Tras dos años, regresé a Guatemala. Ingresé al colegio en dónde estaba y me reencontré con mis amigos. Sin embargo, algo cambió. Mi niñez pasó de caminar en calles arboleadas y seguras, a estar en el constante confinamiento de muros perimetrales, rejas en las ventanas y garitas de los poblados guatemaltecos. Extrañaba los parques arboleados, extensos, con juegos y campos para jugar. No fui asiduo de los espacios públicos locales sino hasta en mi adolescencia tardía. Extrañaba también la biblioteca pública. Tenía que contar con la del colegio, que si bien era buena, no ofrecía la misma variedad que ofrecía una biblioteca pública como las de Carnegie.
Otras cosas de la normalidad guatemalteca me chocaban: en EEUU, utilizábamos el transporte público, limpio y moderno, para movernos. Aquí, en cambio, nunca nos movimos en transporte público. Años después, al hacer estas reflexiones en mi adolescencia, también me percaté del rechazo que generaba entre mis compañeros más acomodados. Ah, ¿y qué decir del encierro de los condominios, y la limitación de libertad por seguridad? No se miraban calles cerradas allá, y era seguro.
Con los años, fui aprendiendo de las circunstancias tan peculiares del desarrollo nacional, que crearon una realidad distinta a la que conocí cuando estuve allá. Aprendí que Guatemala tuvo robber barons, sí, pero que se quedaban más en el aspecto de “robbers”, y no se caracterizaban por su filantropía. Vean las diferencias: Carnegie fundó museos y bibliotecas públicas; aquí, la riqueza de la familia Gutiérrez le construyó un auditorio a la universidad más elitista del país. Henry Clay Frick, pese a ser controversial y, francamente, un desgraciado en su trato con sus empleados, donó su colección de pinturas para crear un museo en su mansión de la ciudad de Nueva York.
Si bien hay patrocinio de algunas fundaciones hacia el arte y la cultura, no hay un “Museo Bosch de Bellas Artes”, por ejemplo.
Habrá pensado alguno tras leer todo lo anterior que quizás sea frívolo o tonto por comparar a una ciudad de la mayor potencia del mundo con la capital de una esquina de su patio trasero.
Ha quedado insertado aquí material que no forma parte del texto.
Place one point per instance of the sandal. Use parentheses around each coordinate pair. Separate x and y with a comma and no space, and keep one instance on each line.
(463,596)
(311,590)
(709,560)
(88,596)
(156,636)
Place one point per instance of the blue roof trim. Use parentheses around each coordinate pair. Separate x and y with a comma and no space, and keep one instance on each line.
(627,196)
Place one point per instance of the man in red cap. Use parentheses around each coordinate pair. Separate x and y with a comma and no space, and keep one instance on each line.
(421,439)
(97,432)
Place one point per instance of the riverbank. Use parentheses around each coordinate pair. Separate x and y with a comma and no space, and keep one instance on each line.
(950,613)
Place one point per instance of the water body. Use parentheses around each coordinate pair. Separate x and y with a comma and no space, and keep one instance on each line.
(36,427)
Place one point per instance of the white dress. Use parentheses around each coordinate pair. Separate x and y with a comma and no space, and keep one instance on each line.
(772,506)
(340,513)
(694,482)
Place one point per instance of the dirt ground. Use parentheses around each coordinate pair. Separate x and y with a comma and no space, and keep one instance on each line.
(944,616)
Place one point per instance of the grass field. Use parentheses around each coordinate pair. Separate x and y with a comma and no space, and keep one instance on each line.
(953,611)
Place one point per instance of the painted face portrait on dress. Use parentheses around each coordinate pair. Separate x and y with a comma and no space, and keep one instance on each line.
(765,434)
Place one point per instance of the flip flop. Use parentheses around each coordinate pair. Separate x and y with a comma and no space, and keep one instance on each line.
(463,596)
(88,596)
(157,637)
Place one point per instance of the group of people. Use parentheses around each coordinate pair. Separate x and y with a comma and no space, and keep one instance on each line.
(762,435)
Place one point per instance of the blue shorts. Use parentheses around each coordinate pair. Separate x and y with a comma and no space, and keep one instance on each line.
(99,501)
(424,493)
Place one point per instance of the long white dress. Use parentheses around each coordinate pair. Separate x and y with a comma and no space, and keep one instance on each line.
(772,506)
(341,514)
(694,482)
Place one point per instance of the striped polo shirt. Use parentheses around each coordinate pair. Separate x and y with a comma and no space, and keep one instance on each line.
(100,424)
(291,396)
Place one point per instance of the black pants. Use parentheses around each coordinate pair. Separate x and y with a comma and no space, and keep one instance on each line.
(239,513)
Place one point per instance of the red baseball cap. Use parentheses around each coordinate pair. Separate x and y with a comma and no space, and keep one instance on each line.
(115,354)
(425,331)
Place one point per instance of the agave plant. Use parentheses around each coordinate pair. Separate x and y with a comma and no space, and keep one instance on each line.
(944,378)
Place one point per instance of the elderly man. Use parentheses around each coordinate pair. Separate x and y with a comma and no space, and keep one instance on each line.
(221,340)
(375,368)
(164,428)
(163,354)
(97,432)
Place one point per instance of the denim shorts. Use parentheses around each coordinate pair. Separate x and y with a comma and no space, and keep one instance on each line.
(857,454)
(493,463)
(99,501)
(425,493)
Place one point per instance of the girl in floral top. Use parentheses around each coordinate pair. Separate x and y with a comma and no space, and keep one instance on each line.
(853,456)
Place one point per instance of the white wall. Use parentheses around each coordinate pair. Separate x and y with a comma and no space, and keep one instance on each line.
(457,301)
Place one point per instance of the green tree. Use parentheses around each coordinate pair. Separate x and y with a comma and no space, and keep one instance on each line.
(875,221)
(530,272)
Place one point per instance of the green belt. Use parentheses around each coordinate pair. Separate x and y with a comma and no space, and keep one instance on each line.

La calidad de vida en una ciudad de un Estado del país más poderoso y rico del mundo obviamente contrastará favorablemente al compararse con un lugar como Guatemala. La magnitud de la comparación, incluso, la hace inexacta. A lo que quiero llegar es que, no por el hecho de ser estados distintos, con ciudades distintas, deban considerarse a las condiciones de vida guatemaltecas como “deseables” e inmutables. De mayor importancia para el desarrollo, o bienestar, son las consideraciones como los derechos individuales y la situación económica, educativa y de salud de sus habitantes. Pero no debe quedarse atrás el aspecto cultural y recreativo. Deben existir espacios como museos, parques, galerías de arte, conservatorios, etcétera, que permitan que la población acceda al conocimiento y pueda divertirse sanamente. En pleno 2017, no espero que la oligarquía guatemalteca sea filantrópica y comience a donar esos espacios y lugares públicos de recreación.
Pero sí espero que se lleguen a exigir. Y quizás, solo quizás, pueda caminar con mi perro en un parque en otros días que no sean únicamente los domingos de Pasos y Pedales.